Outra evidência do controle patrimonial através da estrutura da família patriarcal está na diferenciação entre os filhos e o não reconhecimento dos filhos havidos fora do casamento, que perdurou até a Constituição Federal de 1988[2]. A mulher não casada e grávida tinha seus direitos relegados, assim como seu filho, que já nascia sem a proteção legal do Direito de Família. Essa normativa visava justamente evitar que o patrimônio da “família principal” (ou família legítima) fosse prejudicado, mantendo-se esse patrimônio na linha familiar, sem interrupções.
Dessa forma, o não reconhecimento de direitos, na verdade, era uma sanção. Quer dizer, em caso de relacionamentos extraconjugais nos quais advier um filho[3], nenhum deles terá direitos resguardados, já que agiram em desconformidade com a lei e a moral.
O mesmo raciocínio se aplica ante uma situação de uniões paralelas, vez que aos membros que compõem o núcleo diverso do casamento (ou mesmo uma união posterior a outra) é imposta uma sanção: o não reconhecimento de seus direitos.
A família monogâmica, portanto, baseada em questões econômicas, surgiu como uma forma de controle do homem tanto sobre a mulher - através do controle da sua sexualidade - quanto sobre seu próprio patrimônio.
Arraigado de concepções morais muito fortes, principalmente advindas da raiz religiosa que carregava, o casamento foi por muito tempo a única forma de constituir família. Alegava-se que o instituto, enquanto contrato, traria segurança e certeza jurídica nas relações privadas. No entanto, as certezas e a segurança que eram próprias da ordem normativa religiosa das sociedades simples perdem impacto nas sociedades modernas (SILVA, 2012), ante o reconhecimento da complexidade das relações familiares.
Quando a ideologia patriarcal começa a entrar em declínio, percebe-se uma forte mudança nas relações de parentesco e na função social da família. As mudanças sociais advindas das Revoluções Industrial e Francesa influenciaram de forma significativa os arranjos familiares, principalmente no que tange ao papel da mulher nesse cenário.
Nesse novo contexto, a razão de ser da família se modifica (FACHIN apud PEREIRA, 2016), de forma que passa a construir-se com base no afeto e na solidariedade entre os membros. Desse modo, parte da vontade do indivíduo em dar continuidade às relações por ele vividas, sejam elas amorosas ou até mesmo parentais.

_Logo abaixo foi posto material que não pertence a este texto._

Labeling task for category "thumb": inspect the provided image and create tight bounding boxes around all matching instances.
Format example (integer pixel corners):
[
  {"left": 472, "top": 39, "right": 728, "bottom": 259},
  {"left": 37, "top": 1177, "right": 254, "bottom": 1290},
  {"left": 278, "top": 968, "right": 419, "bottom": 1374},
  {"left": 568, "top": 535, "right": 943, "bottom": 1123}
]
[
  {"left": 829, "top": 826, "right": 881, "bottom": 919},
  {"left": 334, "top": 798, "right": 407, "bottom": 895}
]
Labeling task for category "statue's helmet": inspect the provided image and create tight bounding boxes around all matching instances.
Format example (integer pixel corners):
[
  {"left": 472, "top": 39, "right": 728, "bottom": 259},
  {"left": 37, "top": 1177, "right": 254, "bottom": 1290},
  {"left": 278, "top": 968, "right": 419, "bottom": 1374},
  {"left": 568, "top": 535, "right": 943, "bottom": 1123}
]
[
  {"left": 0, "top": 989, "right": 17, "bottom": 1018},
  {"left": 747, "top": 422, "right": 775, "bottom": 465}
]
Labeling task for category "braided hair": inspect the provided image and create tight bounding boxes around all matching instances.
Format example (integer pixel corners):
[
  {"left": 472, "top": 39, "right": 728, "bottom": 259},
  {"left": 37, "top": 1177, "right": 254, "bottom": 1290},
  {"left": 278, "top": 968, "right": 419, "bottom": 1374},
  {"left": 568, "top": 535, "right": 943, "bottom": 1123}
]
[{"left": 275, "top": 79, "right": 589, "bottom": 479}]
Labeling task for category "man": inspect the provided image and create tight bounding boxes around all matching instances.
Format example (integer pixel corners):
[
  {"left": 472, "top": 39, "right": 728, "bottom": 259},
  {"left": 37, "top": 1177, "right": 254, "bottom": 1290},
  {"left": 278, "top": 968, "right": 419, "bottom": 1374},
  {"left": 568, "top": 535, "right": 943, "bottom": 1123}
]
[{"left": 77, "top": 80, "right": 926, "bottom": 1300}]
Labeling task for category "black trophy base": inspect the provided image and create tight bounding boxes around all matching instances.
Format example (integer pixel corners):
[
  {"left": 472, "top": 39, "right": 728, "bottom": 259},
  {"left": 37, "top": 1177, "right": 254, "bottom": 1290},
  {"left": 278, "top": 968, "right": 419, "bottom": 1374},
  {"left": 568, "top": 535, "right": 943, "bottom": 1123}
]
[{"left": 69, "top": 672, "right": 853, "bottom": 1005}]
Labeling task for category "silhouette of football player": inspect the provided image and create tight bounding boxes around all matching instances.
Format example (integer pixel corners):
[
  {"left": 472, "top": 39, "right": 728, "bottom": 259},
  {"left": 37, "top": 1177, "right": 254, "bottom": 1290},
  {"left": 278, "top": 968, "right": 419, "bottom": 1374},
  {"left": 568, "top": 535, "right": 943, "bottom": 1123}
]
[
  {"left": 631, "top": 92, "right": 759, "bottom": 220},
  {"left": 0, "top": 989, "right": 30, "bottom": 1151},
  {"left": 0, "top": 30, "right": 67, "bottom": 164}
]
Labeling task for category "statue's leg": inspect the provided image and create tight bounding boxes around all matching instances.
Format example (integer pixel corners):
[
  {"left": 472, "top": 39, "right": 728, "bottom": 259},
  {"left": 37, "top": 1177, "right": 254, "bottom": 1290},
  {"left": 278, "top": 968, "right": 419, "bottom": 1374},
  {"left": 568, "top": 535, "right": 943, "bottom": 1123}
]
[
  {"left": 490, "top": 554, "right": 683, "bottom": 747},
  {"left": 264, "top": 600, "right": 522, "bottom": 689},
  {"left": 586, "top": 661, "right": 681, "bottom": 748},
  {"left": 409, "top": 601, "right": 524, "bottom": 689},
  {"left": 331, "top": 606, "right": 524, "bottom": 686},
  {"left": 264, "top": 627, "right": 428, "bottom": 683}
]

Com o declínio do patriarcalismo, a monogamia perde a força tida outrora, sendo inclusive questionada enquanto princípio organizador do Direito. A relativização da monogamia enquanto princípio estruturante permite refletir sobre as questões relativas aos direitos das famílias paralelas, atualizando a normativa nesse sentido. Passa-se a análise da relativização.
3. A relativização da monogamia enquanto princípio jurídico
A monogamia, assim como o princípio da monogamia, é uma construção cultural. E, como visto, é uma das formas de manutenção dos privilégios do homem advindos da ideologia patriarcal .
Como visto, atualmente é possível ponderar ressalvas quanto à monogamia enquanto princípio jurídico. É o que faz Maria Berenice Dias, Marcos Alves da Silva, dentre outros doutrinadores. Dias, por exemplo, traz a ideia de que a monogamia não é princípio, mas sim um preceito moral, que não foi contemplado pela Constituição, sequer de forma implícita.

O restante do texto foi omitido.